On December 14, the All India Bank Employees Association released a list of 246 “big willful defaulters” who owe Rs 1.08 lakh crore to banks. It also notes that “in an application filed under the RTI Act, the RBI says that there are 1913 willful defaulters who together owe Rs 1.46 lakh crore to banks as on June 2020”.
The experience of bank failures across the world throws light on the nexus between politicians, corporates and the bank higher-ups. The losers in all such cases are the depositors and the workers. Governments have come forward with the panacea of haircuts and book adjustments. In all such haircuts, the willful defaulters benefitted a lot while the banks suffered. Any analysis on the crisis of the banking sector reveals the presence of a corporate hand. In this background, the RBI recommendations to spread red carpet before these very corporates to float regular banks would be suicidal. It is just like entrusting the key of the coffer to the thieves themselves. In their note, Rajan and Acharya say “the history of …connected lending is invariably disastrous… how can the bank make good loans when it is owned by the borrower? Even an independent committed regulator with all the information in the world, finds it difficult to be in every nook and corner of the financial system to stop poor lending… while the proposal is tempered with many caveats, it raises an important question: why now… Have we learned something that allows us to override all the prior cautions on allowing industrial houses into banking? We would argue no. Indeed, to the contrary, it is even more important today to stick to the tried and tested limits on corporate involvement in banking”.
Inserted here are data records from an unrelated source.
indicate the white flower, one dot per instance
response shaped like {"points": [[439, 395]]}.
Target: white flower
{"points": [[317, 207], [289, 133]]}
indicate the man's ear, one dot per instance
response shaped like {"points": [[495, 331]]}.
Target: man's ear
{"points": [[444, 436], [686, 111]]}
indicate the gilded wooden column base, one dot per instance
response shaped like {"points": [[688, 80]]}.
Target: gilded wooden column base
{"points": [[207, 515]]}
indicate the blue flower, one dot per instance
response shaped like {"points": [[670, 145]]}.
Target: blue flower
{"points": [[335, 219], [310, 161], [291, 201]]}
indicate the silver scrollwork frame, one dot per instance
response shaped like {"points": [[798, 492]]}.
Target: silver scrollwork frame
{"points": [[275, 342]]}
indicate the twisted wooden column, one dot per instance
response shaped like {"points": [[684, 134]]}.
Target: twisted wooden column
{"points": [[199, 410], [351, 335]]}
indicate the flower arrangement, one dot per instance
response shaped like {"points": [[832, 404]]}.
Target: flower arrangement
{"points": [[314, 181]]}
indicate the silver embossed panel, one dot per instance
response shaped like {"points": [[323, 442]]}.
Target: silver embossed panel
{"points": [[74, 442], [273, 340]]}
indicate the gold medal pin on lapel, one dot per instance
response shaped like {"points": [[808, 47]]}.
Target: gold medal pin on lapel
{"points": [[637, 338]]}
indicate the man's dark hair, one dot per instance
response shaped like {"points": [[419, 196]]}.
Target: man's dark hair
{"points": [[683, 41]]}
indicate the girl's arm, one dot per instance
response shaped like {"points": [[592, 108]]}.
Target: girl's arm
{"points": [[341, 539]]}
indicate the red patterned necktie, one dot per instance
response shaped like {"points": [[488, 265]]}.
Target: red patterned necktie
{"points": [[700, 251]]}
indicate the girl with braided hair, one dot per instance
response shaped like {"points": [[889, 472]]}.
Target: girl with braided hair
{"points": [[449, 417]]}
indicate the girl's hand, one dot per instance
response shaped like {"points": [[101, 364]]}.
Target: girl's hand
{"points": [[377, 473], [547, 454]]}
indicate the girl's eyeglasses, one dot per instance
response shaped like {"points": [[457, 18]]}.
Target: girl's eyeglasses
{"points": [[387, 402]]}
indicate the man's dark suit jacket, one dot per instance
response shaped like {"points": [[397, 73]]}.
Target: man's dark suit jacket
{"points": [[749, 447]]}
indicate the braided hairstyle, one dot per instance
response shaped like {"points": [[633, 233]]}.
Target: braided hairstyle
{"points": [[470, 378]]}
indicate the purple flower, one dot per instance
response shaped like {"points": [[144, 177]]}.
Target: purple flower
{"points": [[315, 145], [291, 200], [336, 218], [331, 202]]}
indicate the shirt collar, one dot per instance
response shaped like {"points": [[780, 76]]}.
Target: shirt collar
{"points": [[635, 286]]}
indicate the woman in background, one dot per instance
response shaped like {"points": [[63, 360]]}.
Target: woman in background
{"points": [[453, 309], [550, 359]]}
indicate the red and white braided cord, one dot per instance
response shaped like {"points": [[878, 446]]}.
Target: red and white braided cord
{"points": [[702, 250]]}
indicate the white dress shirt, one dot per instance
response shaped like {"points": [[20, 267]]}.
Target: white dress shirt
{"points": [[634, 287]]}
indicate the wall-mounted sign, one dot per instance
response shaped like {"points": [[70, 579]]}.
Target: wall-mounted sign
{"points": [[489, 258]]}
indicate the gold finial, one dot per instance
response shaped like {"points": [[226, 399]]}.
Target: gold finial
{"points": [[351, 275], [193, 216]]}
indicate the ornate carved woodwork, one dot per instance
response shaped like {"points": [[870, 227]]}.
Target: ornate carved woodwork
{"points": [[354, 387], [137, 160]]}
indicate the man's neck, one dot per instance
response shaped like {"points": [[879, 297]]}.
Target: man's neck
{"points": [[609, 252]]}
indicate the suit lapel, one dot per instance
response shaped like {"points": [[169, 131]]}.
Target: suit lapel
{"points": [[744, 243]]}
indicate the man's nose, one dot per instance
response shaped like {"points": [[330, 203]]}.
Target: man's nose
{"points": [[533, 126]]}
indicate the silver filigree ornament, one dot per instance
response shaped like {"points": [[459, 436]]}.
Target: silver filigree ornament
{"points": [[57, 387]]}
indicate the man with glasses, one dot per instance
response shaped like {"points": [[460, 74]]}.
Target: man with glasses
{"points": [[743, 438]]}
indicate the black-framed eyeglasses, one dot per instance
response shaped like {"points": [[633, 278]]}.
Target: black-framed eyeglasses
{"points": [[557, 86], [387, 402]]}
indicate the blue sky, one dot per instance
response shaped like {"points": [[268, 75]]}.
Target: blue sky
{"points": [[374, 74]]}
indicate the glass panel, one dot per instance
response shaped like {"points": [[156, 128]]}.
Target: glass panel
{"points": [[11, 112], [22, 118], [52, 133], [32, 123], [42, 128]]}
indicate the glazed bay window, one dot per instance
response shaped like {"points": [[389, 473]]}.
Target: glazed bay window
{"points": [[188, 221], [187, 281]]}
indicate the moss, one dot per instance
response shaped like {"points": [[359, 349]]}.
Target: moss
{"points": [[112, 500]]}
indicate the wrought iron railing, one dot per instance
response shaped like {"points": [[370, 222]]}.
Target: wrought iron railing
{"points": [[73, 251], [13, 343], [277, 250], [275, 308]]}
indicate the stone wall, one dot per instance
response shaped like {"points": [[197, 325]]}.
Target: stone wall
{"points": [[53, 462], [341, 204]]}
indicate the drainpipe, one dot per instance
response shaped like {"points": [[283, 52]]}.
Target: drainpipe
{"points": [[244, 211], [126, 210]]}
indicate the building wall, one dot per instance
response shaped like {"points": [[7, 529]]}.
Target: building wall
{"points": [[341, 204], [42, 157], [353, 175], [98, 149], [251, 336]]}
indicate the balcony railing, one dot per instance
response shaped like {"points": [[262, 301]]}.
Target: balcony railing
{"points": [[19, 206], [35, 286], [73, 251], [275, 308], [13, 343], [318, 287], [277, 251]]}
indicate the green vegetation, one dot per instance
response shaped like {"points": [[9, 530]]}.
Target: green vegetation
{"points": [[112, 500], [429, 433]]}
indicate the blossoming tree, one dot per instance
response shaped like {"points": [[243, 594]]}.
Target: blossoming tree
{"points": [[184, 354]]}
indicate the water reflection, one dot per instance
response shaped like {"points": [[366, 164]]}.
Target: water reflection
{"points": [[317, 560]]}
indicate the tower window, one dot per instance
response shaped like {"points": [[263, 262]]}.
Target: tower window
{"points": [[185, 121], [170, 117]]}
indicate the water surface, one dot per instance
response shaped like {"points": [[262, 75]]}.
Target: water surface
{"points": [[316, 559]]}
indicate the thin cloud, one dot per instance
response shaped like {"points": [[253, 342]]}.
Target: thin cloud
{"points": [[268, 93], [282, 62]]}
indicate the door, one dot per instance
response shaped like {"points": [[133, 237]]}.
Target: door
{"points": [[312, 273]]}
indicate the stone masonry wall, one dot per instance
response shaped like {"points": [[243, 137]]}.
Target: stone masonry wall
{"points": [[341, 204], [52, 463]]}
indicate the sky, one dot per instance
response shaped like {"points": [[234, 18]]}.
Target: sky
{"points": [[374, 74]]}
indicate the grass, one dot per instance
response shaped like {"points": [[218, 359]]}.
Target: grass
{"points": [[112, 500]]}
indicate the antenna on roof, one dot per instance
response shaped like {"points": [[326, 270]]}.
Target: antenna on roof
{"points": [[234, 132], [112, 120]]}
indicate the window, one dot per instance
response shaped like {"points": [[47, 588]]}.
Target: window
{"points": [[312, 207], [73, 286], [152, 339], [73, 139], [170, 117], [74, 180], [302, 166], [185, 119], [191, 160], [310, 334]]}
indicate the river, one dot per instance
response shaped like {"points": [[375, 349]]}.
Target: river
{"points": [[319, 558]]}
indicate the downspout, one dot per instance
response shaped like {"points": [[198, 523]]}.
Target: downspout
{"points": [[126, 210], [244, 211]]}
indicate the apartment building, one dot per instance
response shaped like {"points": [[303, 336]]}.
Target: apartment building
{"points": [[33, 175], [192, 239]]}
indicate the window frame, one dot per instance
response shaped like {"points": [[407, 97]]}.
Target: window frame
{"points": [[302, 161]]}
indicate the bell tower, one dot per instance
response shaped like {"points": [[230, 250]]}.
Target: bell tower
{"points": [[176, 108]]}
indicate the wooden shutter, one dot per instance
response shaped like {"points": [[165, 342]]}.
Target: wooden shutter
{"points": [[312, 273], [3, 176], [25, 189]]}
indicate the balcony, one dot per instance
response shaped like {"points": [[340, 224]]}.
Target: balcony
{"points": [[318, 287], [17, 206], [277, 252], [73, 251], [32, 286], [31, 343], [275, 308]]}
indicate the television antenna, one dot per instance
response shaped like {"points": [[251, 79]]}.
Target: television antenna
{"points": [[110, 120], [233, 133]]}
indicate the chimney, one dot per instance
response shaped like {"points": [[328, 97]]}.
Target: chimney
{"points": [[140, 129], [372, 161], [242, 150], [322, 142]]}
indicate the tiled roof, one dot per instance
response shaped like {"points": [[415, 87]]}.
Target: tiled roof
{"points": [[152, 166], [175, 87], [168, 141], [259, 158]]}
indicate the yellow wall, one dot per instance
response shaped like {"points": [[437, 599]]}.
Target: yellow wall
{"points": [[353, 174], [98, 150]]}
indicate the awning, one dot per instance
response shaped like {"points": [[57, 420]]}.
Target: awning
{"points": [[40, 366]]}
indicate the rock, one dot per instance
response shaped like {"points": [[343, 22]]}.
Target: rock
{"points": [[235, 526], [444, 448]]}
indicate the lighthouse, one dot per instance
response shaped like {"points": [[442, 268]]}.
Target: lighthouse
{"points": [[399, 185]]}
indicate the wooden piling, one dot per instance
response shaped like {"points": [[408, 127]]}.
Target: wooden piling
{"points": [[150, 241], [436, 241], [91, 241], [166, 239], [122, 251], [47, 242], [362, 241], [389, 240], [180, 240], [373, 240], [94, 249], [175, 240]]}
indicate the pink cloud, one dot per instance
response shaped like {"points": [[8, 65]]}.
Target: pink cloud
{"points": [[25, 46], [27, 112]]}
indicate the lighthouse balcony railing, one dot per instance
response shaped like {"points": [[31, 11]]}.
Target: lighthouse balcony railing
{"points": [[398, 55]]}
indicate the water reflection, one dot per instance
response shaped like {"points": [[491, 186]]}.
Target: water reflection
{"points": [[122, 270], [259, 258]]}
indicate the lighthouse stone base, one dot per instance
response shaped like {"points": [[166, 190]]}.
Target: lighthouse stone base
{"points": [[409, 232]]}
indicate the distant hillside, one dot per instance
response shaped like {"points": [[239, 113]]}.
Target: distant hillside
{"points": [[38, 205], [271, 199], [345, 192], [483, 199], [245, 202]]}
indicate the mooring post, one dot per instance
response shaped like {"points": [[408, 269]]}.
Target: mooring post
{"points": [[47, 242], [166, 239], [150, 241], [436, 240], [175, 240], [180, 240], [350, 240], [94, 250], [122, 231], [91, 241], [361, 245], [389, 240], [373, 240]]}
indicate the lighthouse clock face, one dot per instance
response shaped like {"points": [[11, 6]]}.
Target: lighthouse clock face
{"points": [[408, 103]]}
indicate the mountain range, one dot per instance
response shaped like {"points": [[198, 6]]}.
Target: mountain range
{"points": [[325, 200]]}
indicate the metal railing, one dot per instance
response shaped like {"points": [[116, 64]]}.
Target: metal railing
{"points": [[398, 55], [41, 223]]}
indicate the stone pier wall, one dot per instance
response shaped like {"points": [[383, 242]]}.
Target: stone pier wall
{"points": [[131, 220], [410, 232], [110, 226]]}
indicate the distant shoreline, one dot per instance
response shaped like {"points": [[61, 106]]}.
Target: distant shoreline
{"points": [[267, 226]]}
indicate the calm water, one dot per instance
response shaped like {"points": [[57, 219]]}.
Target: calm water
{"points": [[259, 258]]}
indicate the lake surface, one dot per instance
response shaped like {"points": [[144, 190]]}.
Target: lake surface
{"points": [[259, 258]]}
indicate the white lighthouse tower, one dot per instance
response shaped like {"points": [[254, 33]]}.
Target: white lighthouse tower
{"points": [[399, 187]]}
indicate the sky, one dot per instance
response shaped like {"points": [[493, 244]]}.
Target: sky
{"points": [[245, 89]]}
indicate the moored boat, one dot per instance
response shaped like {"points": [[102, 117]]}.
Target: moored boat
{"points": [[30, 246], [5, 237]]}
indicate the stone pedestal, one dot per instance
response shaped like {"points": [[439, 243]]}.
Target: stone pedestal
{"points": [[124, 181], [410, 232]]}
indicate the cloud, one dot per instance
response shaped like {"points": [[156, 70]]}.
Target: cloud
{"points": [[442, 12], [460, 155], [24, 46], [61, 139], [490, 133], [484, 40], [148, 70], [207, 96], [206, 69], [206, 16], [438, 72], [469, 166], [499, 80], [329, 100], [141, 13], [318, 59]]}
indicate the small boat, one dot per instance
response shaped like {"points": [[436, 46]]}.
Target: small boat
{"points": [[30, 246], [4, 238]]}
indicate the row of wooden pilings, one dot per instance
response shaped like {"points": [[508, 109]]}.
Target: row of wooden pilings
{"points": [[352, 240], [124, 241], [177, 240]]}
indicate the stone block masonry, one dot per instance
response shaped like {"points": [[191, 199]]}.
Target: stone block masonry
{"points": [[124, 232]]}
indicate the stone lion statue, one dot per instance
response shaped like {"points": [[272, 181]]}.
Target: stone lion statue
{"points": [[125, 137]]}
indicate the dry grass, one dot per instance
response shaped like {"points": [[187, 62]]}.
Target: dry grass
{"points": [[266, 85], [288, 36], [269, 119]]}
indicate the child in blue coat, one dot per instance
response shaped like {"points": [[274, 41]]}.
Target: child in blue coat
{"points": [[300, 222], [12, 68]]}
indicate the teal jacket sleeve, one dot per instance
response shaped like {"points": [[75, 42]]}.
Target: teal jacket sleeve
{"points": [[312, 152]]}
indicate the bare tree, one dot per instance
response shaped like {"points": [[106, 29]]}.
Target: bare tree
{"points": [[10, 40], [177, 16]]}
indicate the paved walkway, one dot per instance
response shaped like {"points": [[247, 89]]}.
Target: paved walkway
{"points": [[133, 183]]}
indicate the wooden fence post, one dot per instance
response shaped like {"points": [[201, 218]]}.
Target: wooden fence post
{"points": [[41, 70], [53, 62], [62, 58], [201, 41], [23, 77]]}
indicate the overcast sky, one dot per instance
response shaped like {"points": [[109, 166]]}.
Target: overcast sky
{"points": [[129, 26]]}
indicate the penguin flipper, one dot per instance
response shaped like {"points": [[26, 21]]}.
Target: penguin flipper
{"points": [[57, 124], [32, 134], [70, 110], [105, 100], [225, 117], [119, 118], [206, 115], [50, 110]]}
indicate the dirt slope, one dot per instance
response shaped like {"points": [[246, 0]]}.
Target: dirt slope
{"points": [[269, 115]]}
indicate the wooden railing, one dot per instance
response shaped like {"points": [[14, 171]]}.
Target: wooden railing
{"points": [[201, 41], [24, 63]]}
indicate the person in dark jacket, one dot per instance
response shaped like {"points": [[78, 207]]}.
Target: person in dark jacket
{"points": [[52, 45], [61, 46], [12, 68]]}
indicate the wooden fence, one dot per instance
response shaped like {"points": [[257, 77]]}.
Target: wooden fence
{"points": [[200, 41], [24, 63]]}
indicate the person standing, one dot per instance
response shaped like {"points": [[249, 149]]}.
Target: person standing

These remarks by two economic stalwarts might be a matter of annoyance to those who control the RBI from the finance ministry. But at a time when the living standards of the common people are falling, the powers that be are keen to pander to corporate greed. They don’t care if such adventures would lead to the peril of the banking system. Let them be cautioned: Such cronyism and dependence on FDI is not the way to Atma Nirbhar Bharat.